With the MongoDB 5.0 release, MongoDB announced a new, dual-track release system.
The major release track includes only the ".0" releases. These will be released yearly and on all platforms. The "rapid release" track allows users to upgrade to the "point" releases, such as 5.2. However, the rapid releases are only certified on MongoDB's Atlas cloud platform (although non-certified development releases may be downloaded to on-premise deployments).
The two-tier release strategy has both practical and marketing benefits for the MongoDB company. As a practical matter, by certifying only on Atlas, MongoDB reduces the quality assurance overhead for each rapid release. From a marketing standpoint, MongoDB wants to maximize the number of customers who transition to the profitable Atlas platform. By adding goodies to Atlas first, they encourage us to move to Atlas.
The rapid releases include many useful enhancements, albeit not typically the stuff of major marketing campaigns. Let's go through some of the things that have made it into the first three rapid releases of the 5.x line—5.1, 5.2, and 5.3.
MongoDB 5.0 introduced powerful and useful windowing capabilities within the aggregation framework. As discussed in previous columns, windowing functions operate on a "window" of documents around the current document, allowing you to access trends or group information. The windowing functions were coupled with new time-series collections that are optimized for storing data ingested in a temporal order.

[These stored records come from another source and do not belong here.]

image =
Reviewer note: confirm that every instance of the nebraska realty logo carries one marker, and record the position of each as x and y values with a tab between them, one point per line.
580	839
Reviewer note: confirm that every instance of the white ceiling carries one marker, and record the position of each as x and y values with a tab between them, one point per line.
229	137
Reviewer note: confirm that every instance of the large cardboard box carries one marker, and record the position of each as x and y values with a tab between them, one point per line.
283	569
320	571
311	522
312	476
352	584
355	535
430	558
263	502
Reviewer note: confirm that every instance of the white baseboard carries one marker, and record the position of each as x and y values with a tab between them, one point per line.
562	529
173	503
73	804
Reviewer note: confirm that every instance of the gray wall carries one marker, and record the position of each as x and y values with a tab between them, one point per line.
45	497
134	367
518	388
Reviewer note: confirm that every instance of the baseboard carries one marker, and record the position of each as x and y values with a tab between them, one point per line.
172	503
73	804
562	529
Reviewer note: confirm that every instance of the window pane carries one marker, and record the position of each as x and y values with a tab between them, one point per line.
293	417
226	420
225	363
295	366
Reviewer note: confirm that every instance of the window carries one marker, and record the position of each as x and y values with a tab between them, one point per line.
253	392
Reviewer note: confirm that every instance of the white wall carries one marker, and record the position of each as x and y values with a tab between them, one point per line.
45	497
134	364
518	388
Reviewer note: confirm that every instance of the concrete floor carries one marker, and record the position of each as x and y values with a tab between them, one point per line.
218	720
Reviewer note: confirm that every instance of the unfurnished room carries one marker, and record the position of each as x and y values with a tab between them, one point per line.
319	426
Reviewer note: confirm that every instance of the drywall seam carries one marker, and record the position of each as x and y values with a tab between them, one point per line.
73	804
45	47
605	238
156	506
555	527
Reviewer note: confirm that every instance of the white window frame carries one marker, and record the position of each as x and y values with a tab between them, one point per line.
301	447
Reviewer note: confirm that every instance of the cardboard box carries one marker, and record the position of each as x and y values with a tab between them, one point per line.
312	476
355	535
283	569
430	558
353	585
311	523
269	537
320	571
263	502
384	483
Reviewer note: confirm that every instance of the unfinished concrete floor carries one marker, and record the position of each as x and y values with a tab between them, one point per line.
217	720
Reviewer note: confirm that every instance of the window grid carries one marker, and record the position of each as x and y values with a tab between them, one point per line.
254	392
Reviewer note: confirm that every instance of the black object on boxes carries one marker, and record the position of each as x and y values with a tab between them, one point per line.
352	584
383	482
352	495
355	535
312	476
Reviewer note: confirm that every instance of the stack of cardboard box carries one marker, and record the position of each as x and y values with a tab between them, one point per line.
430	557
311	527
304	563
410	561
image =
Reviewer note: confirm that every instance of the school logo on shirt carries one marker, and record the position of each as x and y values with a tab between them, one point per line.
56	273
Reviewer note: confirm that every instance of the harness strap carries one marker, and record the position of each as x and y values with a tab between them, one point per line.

Since the initial release of Windowing functions, MongoDB has added new $top and $bottom operators that give you quick access to the highest and lowest elements within a sorted list. $maxN and $minN provide a similar capability: you can retrieve the top "N" elements in a sorted list. Furthermore, the $fill, $linearFill, $densify operators allow you to deal with missing values in time-series data, such as inserting an average or constant when an observation is missing.
Time-series collections have also been subject to some critical enhancements. Time-series collections can now be sharded, and documents can be updated or deleted in a time-series collection. Geo-indexes can now also be created on time-series data.
Another longstanding restriction on sharded systems has also been removed. MongoDB implemented joins and graph lookups way back in MongoDB 3.4 and 3.6 releases. However, until now, these operations could not be applied to sharded collections. By allowing the $lookup and $graphlookup operators to work on sharded collections, MongoDB has removed a significant limitation of sharded clusters.
5.3 also introduced clustered collections. In a normal collection, data is stored on disk roughly in the order it is inserted. This storage scheme is sometimes called "heap" storage in database terminology. In a clustered collection, data is stored in the order of the keys in the associated clustered index. Indeed, the collections documents serve as the leaf node for the B-tree that comprises the clustered index. The table and the index are inseparable. Clustered collections can be slower to consume writes but are far more performant when analytic queries that require data in the clustered order are issued.
MongoDB's recent enhancements are definitely of the perfective variety—broadly improving on the initial implementations of new features of 5.0. However, they go a long way toward enhancing the capabilities of 5.0 and creating a significant advantage for users of the MongoDB Atlas cloud. On-premise users will have to wait for this year's MongoDB 6.0 release.